British anti-social behaviour intervention

In the United Kingdom, an Acceptable Behaviour Contract (ABC) is an early intervention with individuals who are perceived to be engaging in anti-social behaviour. Though they may be used against adults, almost all ABCs concern young people between the ages of 10-18. In the case of a breach of contract or the continuation of unacceptable behavior an Anti-social behaviour order may be used.

==History==
Anti-social behaviour orders were introduced in April 1999 under the terms of the Crime and Disorder Act 1998. The legislation was amended by the Police Reform Act 2002. ABCs were first used in Islington in the early 2000s.

== Process ==
An Acceptable Behaviour Contract (ABC) is an agreement between an individual who has taken part in antisocial behavior and a local agency. The contract is a voluntary document that is agreed to by both parties and signed. ABCs are not legal documents.

Contract

An ABC is individually drawn up for each person. The contract contains a list of anti-social behaviours as terms, as well as consequences should the terms be breached. Anti-social behavior contracts are typically six months in length, although other lengths of time can be used.

Examples of terms:

I will not:

- damage property
- verbally abuse passersby
- write graffiti
- throw stones or other objects
- congregate in groups
- climb on public or private property
- spit
- smoke in public
- set fire to things
- physically harass people
- damage the environment
- smash glass
- damage cars

Consequences of Breaches

ABCs are executed generally following two warnings.
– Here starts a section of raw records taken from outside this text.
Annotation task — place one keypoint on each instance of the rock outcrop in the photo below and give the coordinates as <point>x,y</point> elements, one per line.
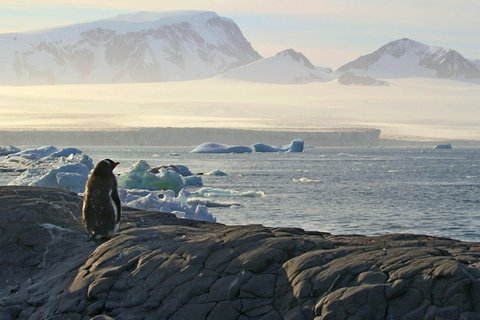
<point>162,267</point>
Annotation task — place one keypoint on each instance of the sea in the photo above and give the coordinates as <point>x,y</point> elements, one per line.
<point>356,190</point>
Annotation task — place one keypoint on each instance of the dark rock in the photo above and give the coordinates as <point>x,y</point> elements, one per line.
<point>161,267</point>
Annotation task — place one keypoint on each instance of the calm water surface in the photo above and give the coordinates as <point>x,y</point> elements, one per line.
<point>339,190</point>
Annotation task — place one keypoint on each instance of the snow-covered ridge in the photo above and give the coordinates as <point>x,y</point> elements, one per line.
<point>142,47</point>
<point>288,66</point>
<point>409,58</point>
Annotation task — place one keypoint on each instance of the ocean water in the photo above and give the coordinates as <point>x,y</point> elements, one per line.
<point>369,191</point>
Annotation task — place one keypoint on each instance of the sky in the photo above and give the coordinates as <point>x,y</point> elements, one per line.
<point>329,32</point>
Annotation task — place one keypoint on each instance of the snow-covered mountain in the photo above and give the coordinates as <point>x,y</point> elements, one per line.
<point>288,66</point>
<point>407,58</point>
<point>139,47</point>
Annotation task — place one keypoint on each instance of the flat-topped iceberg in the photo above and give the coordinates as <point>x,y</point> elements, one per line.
<point>6,150</point>
<point>139,176</point>
<point>35,153</point>
<point>48,166</point>
<point>443,146</point>
<point>165,201</point>
<point>212,147</point>
<point>295,146</point>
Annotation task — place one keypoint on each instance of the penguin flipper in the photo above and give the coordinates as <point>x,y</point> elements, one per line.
<point>118,204</point>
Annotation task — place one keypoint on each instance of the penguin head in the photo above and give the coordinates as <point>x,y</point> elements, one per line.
<point>105,167</point>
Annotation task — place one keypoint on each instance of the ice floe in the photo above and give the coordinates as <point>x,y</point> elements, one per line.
<point>295,145</point>
<point>6,150</point>
<point>48,166</point>
<point>139,176</point>
<point>212,147</point>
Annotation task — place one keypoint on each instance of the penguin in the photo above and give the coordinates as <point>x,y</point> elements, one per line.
<point>102,209</point>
As part of an ABC, signers are asked to recognise that a breach may result in further consequences. ABCs are not legally binding, although an ABC breach is often used as evidence to support an application for an Anti-Social Behaviour Order (ASBO), a breach of which is a criminal offence. If the ASBO is breached, offenders may face imprisonment of up to 5 years and/or a fine of up to £2,000.